Nos últimos anos, conversei com muitas pessoas que queriam aprender uma nova língua, por motivos profissionais, familiares ou por pura curiosidade. Quase ninguém me contou que um ranking o motivou de forma duradoura. Muitos relatam o oposto: o momento em que perceberam que estavam competindo com pessoas cujo ponto de partida era completamente diferente do seu.
Pontos de partida diferentes, um critério comum
Um ranking finge que todos os aprendizes são iguais. Não são. Alguém que fala espanhol e aprende italiano tem uma vantagem enorme sobre alguém que vem do alemão e lida pela primeira vez com uma língua românica. O mesmo vale para o tempo: uma estudante com três horas livres à tarde inevitavelmente junta mais pontos do que um pai que pratica seu inglês nos quinze minutos de trem a caminho do trabalho.
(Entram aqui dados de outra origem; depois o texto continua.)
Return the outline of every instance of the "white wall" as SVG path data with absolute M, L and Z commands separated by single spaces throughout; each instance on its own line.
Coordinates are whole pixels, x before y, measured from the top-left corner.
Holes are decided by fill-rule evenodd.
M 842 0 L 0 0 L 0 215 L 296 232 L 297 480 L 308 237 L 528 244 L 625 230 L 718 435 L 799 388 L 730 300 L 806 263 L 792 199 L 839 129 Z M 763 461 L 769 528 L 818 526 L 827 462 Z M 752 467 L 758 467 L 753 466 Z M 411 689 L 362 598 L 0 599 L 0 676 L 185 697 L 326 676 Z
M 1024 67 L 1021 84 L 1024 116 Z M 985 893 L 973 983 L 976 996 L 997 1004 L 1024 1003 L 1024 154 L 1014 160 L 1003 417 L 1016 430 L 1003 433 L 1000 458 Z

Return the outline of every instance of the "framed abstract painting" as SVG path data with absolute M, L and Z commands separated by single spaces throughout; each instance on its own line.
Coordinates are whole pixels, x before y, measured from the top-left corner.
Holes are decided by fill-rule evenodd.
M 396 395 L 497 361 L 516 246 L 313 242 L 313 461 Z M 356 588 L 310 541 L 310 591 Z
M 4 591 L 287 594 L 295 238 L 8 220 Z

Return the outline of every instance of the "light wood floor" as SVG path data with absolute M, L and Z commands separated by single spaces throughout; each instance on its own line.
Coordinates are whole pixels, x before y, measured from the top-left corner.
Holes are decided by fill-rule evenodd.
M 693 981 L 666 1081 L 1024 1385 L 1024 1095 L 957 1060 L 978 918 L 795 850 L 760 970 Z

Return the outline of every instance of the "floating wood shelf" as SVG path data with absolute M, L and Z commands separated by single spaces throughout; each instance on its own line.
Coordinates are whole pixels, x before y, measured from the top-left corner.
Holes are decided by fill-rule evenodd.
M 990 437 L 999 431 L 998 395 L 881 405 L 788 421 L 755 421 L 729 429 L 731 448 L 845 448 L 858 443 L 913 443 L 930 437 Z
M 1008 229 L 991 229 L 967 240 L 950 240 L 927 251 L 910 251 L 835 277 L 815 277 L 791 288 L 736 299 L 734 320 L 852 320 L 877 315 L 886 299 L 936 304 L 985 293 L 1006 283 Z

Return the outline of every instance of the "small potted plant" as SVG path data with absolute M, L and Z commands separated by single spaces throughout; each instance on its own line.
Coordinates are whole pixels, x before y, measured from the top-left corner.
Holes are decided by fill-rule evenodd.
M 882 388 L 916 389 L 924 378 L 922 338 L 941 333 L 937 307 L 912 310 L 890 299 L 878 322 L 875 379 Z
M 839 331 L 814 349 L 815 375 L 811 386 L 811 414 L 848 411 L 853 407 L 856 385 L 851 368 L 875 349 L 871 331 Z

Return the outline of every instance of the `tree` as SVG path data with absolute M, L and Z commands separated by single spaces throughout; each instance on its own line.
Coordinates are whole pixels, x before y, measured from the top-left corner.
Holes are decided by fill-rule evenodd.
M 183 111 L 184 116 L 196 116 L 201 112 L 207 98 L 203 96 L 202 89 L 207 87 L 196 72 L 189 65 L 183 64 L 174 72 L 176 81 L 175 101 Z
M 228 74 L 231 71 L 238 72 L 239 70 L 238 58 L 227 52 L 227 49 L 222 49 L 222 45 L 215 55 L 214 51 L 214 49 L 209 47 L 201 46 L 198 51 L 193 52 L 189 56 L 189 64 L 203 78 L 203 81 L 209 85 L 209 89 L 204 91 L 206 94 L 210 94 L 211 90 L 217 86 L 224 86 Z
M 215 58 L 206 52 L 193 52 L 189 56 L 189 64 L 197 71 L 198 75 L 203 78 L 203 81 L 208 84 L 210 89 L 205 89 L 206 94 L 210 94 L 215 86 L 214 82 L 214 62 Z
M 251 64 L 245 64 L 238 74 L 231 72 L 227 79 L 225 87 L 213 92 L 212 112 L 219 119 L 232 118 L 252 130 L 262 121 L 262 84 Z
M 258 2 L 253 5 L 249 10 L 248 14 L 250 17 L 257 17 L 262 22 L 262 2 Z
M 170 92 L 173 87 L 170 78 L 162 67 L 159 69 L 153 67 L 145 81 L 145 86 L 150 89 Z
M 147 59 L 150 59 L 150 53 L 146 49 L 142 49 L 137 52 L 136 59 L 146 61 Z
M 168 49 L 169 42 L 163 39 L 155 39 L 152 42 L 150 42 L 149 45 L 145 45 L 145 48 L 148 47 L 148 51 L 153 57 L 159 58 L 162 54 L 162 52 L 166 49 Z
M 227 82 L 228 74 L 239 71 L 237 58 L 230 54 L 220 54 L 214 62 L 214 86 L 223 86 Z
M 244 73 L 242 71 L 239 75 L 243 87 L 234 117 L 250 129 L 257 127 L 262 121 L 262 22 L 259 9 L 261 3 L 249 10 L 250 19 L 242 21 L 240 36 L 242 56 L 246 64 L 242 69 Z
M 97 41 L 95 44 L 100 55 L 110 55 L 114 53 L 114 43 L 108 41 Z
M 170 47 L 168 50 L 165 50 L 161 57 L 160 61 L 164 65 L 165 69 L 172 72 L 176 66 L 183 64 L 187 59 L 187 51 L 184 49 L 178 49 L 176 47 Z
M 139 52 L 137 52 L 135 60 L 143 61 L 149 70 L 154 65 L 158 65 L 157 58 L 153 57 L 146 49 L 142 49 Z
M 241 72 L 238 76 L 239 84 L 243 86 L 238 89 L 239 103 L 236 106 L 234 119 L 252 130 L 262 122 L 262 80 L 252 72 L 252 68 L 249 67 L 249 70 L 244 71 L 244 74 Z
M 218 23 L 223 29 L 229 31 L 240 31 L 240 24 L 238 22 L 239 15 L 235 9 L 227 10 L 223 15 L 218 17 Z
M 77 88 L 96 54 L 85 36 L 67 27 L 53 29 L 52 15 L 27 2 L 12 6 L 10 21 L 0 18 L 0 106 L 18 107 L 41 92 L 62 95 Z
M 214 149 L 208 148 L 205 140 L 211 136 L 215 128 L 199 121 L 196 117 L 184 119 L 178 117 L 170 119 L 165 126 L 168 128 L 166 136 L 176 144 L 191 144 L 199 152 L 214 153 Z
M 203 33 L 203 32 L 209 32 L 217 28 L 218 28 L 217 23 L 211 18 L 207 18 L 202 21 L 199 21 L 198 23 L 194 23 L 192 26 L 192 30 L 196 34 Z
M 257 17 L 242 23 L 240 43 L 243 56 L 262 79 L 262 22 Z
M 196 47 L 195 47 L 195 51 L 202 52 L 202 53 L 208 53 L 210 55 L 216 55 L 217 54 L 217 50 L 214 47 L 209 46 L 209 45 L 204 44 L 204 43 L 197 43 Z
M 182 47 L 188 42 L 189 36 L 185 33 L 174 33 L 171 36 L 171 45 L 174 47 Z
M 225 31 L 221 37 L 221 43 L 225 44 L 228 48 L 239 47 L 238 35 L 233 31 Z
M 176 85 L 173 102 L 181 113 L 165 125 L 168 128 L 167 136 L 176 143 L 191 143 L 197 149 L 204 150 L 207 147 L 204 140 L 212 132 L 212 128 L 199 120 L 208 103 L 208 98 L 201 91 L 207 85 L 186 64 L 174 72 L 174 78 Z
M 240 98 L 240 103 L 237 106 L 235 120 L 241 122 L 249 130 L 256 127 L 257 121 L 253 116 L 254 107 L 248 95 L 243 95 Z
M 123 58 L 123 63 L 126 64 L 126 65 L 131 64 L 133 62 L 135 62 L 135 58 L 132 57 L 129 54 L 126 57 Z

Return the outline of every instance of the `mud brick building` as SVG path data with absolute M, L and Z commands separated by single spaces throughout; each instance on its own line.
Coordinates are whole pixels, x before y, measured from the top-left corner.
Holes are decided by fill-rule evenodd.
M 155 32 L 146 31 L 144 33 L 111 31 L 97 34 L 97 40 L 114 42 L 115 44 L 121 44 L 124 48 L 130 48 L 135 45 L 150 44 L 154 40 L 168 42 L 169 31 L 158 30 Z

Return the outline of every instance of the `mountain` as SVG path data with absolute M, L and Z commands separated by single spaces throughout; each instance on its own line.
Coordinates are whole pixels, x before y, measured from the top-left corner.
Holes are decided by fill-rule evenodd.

Ambos aprendem com seriedade. Só que, no fim, o ranking mostra apenas um número, sem esforço, sem circunstâncias, sem conhecimento prévio.
A língua materna também desempenha um papel raramente considerado. Quem já fala duas ou três línguas aprendeu como se aprende: quais macetes funcionam, como reconhecer padrões gramaticais, como lidar com a insegurança. Quem aprende uma língua estrangeira pela primeira vez ainda precisa desenvolver essas habilidades, paralelamente ao próprio aprendizado da língua. Uma comparação entre os dois diz pouco sobre o progresso e muito sobre o acaso da biografia.
Quando a comparação vira frustração em vez de incentivo
Na prática, isso leva a um efeito conhecido em outras áreas: quem percebe que nunca vai alcançar o topo da lista não perde a ambição, perde a vontade. Alguns param de aprender por completo, porque surge a sensação de que não vale a pena. Outros começam a operar o sistema em vez de aprender a língua: clicar em exercícios rápidos e simples para juntar pontos, em vez de se arriscar em um texto que realmente exige esforço.
Eu mesmo aprendi línguas ao longo de anos e conheço bem essa sensação: o breve impulso de adrenalina ao subir uma posição, seguido pela decepção ao cair de novo no dia seguinte, porque outra pessoa teve mais tempo. Isso já não tem nada a ver com a língua em si. Tem a ver com um jogo que não se pode vencer, porque as regras já são distribuídas de forma desigual desde o início. Quem se sente rapidamente sobrecarregado com essa oscilação deveria, de qualquer forma, prestar atenção a outros critérios, por exemplo na escolha do aplicativo de aprendizado de línguas.
O que realmente sustenta: a comparação consigo mesmo
A motivação que sustenta ao longo de meses e anos vem de outra direção. Ela surge quando nos comparamos com nós mesmos: como soava o meu francês há seis meses, como soa hoje. Já entendo agora um podcast para o qual, há um ano, ainda precisava de legendas.
Ainda mais forte é a sensação de real capacidade de comunicação. O momento em que se pergunta espontaneamente o caminho em Lisboa e realmente se entende a resposta. O momento em que uma piada em inglês é realmente engraçada pela primeira vez, porque se compreende sem passar pela língua materna. Essas experiências não podem ser medidas em pontos, mas permanecem, enquanto uma posição na lista dos melhores amanhã já é passado.
A isso se somam pequenos marcos pessoais: o primeiro e-mail completo em italiano, a primeira ligação em inglês sem preparação, o primeiro livro que se termina de ler em espanhol. Esses momentos surgem do próprio ritmo e das próprias rotinas, não de uma corrida contra desconhecidos.
Aprender uma língua não é uma corrida. É um caminho pessoal, que merece um critério próprio.
Por que a Norimo dispensa conscientemente os rankings
Por exatamente esses motivos, decidimos, na Norimo, dispensar os rankings. Não porque a competição seja fundamentalmente errada, mas porque, no aprendizado de línguas, ela cria os incentivos errados. Queremos que as pessoas vejam seu próprio progresso e possam contar sua própria história com uma língua, independentemente de quanto tempo outra pessoa investe ou quais línguas ela já fala. Aprender uma língua não é uma corrida. É um caminho pessoal, e esse caminho merece um critério que se ajuste exatamente a essa pessoa.